Uma vez que os pacientes com LRA tenham recebido, durante 48 h, expansão volêmica com albumina 1 g/kg/dia sem resposta e preenchido completamente os critérios de SHR, indica-se o tratamento com terlipressina. Deve-se prosseguir com a albumina intravenosa (IV) na dose de 20 a 40 g/dia. A resposta ao tratamento deve ser avaliada regularmente e é definida como uma redução de, pelo menos, 25% da CrS; a dose de terlipressina deve ser gradualmente titulada até 12 mg/dia por até 14 dias, devendo ser suspendida caso não haja resposta. Os principais preditores de resposta à terlipressina são: valores basais de creatinina e bilirrubina menores, aumento na pressão arterial (ao menos 5 mmHg da pressão arterial média) em decorrência do tratamento, síndrome da resposta inflamatória sistêmica e valores de NGAL urinário baixos.


Uma alternativa à terlipressina, com menor custo, é a noradrenalina, que deve ser utilizada em acesso venoso central e com monitoramento intensivo. Um estudo recente mostrou reversão da SHR em 43% com noradrenalina e 39% com terlipressina, bem como sobrevida em 15 dias de 39 e 48%, respectivamente, p = 0,46).


A resposta ao tratamento da SHR com vasoconstritores e albumina atinge cerca de 40 a 50% dos pacientes e a taxa de recorrência é de 30%. O tratamento definitivo da disfunção hemodinâmica e da doença hepática de base é o transplante hepático, que deve ser considerado para todos os pacientes sem contraindicações.


Bibliografia


Angeli P. Diagnosis and management of acute kidney injury in patients with cirrhosis: revised consensus recommendations of the International Club of Ascites. J Hepatol. 2015;62:968-74.

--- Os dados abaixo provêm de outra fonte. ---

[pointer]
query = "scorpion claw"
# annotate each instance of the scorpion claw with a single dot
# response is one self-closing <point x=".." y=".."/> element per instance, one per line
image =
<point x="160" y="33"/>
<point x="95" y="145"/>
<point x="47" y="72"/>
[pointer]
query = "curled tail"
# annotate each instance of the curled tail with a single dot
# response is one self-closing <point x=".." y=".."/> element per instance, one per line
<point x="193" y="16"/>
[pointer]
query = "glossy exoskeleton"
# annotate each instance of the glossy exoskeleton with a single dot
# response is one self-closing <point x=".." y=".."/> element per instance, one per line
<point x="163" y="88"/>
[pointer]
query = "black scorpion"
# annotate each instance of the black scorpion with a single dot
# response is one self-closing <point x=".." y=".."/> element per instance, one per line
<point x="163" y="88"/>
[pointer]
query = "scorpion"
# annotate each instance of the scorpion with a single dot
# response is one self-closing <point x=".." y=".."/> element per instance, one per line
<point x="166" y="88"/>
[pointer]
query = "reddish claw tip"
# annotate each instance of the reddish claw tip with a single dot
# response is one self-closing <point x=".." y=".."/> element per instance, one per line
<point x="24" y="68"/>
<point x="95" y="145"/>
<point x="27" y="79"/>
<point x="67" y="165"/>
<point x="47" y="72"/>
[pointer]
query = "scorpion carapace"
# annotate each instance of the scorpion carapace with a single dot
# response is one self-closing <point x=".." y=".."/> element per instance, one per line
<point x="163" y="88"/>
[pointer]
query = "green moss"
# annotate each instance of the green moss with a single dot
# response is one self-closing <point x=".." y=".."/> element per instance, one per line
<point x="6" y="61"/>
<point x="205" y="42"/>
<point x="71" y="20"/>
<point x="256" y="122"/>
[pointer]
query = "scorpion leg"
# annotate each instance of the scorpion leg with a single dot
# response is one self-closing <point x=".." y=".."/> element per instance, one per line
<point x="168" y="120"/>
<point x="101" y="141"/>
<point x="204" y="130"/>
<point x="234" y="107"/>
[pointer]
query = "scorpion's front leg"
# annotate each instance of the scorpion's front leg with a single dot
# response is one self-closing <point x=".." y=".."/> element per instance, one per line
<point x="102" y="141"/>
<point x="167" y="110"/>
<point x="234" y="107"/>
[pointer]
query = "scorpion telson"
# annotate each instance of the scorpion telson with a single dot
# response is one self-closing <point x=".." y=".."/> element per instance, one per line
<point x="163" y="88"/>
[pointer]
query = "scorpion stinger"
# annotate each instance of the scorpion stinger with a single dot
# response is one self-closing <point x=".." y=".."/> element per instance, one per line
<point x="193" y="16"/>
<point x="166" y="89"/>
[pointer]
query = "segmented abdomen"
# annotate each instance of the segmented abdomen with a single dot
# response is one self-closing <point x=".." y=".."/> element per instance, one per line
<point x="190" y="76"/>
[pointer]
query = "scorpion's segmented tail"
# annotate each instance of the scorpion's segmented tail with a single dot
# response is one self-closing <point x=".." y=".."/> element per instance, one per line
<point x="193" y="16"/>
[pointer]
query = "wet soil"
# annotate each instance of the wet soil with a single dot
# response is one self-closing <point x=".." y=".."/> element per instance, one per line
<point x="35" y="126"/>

Acevedo J. Hepatorenal syndrome: update on diagnosis and therapy. World J Hepatol. 2017;9(6):293-9.


Wong F. Recent advances in our understanding of hepatorenal syndrome. Nat Rev Gastroenterol Hepatol. 2012;9:382-91.

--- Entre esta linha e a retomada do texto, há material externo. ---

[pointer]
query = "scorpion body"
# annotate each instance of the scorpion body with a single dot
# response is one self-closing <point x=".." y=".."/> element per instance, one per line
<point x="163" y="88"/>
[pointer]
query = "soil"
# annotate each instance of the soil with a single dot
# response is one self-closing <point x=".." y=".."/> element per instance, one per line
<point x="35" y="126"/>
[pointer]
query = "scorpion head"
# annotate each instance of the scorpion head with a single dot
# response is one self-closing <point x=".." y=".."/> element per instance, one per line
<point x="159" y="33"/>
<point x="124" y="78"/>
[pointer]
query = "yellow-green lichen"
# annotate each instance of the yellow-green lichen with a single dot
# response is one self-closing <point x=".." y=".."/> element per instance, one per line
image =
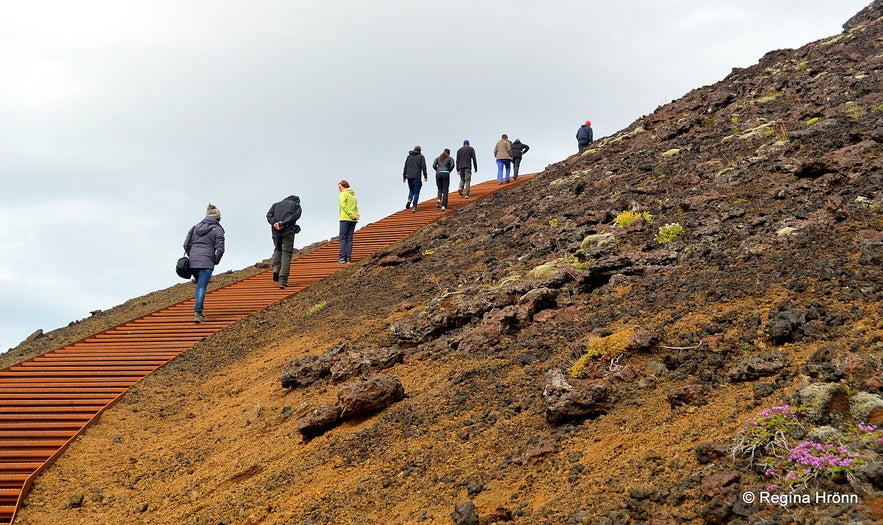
<point x="603" y="349"/>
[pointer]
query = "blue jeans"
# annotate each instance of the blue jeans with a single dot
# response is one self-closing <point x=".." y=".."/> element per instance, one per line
<point x="203" y="276"/>
<point x="346" y="239"/>
<point x="500" y="164"/>
<point x="465" y="180"/>
<point x="414" y="186"/>
<point x="443" y="182"/>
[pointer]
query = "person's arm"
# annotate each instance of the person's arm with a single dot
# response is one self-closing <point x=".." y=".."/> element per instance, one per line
<point x="219" y="244"/>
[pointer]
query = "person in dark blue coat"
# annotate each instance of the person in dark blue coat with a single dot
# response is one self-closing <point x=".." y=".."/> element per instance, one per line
<point x="584" y="135"/>
<point x="415" y="166"/>
<point x="518" y="150"/>
<point x="204" y="245"/>
<point x="283" y="217"/>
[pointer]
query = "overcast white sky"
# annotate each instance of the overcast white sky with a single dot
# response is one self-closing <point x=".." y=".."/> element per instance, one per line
<point x="121" y="120"/>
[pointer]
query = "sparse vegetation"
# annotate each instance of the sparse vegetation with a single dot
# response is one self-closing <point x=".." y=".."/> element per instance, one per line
<point x="854" y="112"/>
<point x="789" y="462"/>
<point x="627" y="217"/>
<point x="669" y="232"/>
<point x="316" y="308"/>
<point x="602" y="349"/>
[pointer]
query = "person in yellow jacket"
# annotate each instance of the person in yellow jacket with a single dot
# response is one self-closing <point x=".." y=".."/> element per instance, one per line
<point x="349" y="215"/>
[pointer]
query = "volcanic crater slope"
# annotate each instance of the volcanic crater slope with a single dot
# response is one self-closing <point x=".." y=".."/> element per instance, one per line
<point x="643" y="333"/>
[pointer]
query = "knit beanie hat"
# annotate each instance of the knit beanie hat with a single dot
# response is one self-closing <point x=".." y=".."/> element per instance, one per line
<point x="213" y="212"/>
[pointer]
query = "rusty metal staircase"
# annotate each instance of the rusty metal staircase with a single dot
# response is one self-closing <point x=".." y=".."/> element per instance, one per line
<point x="46" y="401"/>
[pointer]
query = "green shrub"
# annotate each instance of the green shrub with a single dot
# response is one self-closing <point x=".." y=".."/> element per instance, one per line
<point x="316" y="308"/>
<point x="627" y="217"/>
<point x="669" y="232"/>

Fagundes C. Urinary neutrophil gelatinase associated lipocalin as biomarker in the differential diagnosis of impairment of kidney function in cirrhosis. J Hepatol. 2012;57:267-73.


Wong F. Terlipressin improves renal function and reverses hepatorenal syndrome in patients with ystemic inflammatory response syndrome. Clin Gastroenterol Hepatol. 2017;15:266-72.


Singh V. Noradrenaline vs. terlipressin in the treatment of hepatorenal syndrome: a randomized study. J Hepatol. 2012;56:1293-8.